Il Codice Rosso ha dato un’importante spinta sui tempi di indagine e di intervento delle forze dell’ordine. Ma la violenza di genere è, purtroppo, un fenomeno ancora sommerso. Otto donne su dieci a oggi non denunciano...
«Non si può pensare realisticamente di contrastare la violenza di genere solo sul piano giudiziario: se non c’è un lavoro serio di prevenzione, di consapevolezza e di modifica dei modelli culturali, stereotipi di genere, che ancora oggi sono ampiamente improntati a una logica di tipo patriarcale, temo che continueremo a dover invocare Codici Rossi a rotta di collo. Non denunciano, perché la maggior parte di quelle otto donne è convinta che, tutto sommato, subire da parte di un uomo prepotenze, vessazioni, umiliazioni e persino botte sia normale; l’idea di separarsi da quell’uomo le getta in un abisso di angoscia, perché ancora oggi insegniamo alle donne che senza un uomo a fianco la loro vita non vale niente».

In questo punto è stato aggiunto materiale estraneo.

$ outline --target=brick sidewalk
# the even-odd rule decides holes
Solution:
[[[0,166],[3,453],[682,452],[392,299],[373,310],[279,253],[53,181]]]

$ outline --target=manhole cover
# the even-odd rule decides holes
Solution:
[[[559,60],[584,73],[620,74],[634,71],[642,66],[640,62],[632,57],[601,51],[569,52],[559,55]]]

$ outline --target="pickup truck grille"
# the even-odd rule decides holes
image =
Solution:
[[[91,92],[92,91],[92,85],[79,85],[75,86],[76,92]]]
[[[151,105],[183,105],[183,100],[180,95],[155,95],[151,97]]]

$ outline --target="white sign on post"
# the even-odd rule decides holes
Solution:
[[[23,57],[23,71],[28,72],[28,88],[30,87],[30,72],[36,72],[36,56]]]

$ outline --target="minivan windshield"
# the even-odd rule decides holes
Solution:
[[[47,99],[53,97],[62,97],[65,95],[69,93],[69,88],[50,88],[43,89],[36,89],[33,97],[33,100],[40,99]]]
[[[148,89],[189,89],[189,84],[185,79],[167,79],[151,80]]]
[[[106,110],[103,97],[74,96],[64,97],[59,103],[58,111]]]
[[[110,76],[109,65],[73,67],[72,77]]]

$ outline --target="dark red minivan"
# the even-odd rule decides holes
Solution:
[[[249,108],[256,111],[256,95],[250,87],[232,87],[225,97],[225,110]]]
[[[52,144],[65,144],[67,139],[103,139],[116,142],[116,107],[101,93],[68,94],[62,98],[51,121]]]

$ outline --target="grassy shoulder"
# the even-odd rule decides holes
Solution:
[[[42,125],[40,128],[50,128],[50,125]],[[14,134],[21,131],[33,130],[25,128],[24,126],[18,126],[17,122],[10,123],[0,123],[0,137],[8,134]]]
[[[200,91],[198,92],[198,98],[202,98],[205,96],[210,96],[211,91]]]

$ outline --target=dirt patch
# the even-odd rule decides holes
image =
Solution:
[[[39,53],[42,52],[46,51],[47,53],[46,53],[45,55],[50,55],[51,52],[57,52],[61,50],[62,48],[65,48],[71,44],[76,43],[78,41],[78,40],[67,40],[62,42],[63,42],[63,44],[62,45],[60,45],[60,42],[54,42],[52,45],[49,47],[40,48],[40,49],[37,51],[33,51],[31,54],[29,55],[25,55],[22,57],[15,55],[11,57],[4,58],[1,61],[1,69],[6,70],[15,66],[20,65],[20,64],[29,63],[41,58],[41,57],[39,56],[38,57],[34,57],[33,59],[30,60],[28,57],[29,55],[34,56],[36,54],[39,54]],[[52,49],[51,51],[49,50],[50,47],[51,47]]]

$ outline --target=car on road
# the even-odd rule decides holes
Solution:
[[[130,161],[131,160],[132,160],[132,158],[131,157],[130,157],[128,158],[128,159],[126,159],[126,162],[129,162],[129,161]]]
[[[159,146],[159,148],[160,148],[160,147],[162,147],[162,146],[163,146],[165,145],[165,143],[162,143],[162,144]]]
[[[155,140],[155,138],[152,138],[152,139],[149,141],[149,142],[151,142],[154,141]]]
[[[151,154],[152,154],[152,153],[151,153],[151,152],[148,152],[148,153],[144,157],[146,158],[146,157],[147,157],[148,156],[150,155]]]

In che modo si può intervenire concretamente sui modelli culturali, offrendo strumenti di prevenzione?
«Il problema grosso è che i modelli culturali si cambiano in un solo modo: portando le persone ad avere consapevolezza di quanto agiscano modelli di questo tipo, spesso in maniera inconsapevole».
Nel libro Io non ci sto più. Consigli pratici per riconoscere un manipolatore affettivo e liberarsene lei aiuta a capire come individuare le figure tossiche. Finire nella rete di un manipolatore affettivo è molto più semplice di quello che si crede.
«La maggior parte delle donne viene cresciuta pensando che essere dipendente da un uomo sia normale, accettabile. Non viene promosso un modello di piena autonomia. Quindi, quando arriva un manipolatore che all’inizio ti apparecchia una tavola imbandita di cose meravigliose, promesse, complimenti e quant’altro, che ti bombarda, e in cambio ti chiede di abbandonarti completamente a quella relazione, di dipendere completamente da lui, la gran parte delle donne questo salto lo fa. Questo tipo di soggetto può agganciare chiunque, la fase di gratificazione quotidiana si protrae per diversi mesi».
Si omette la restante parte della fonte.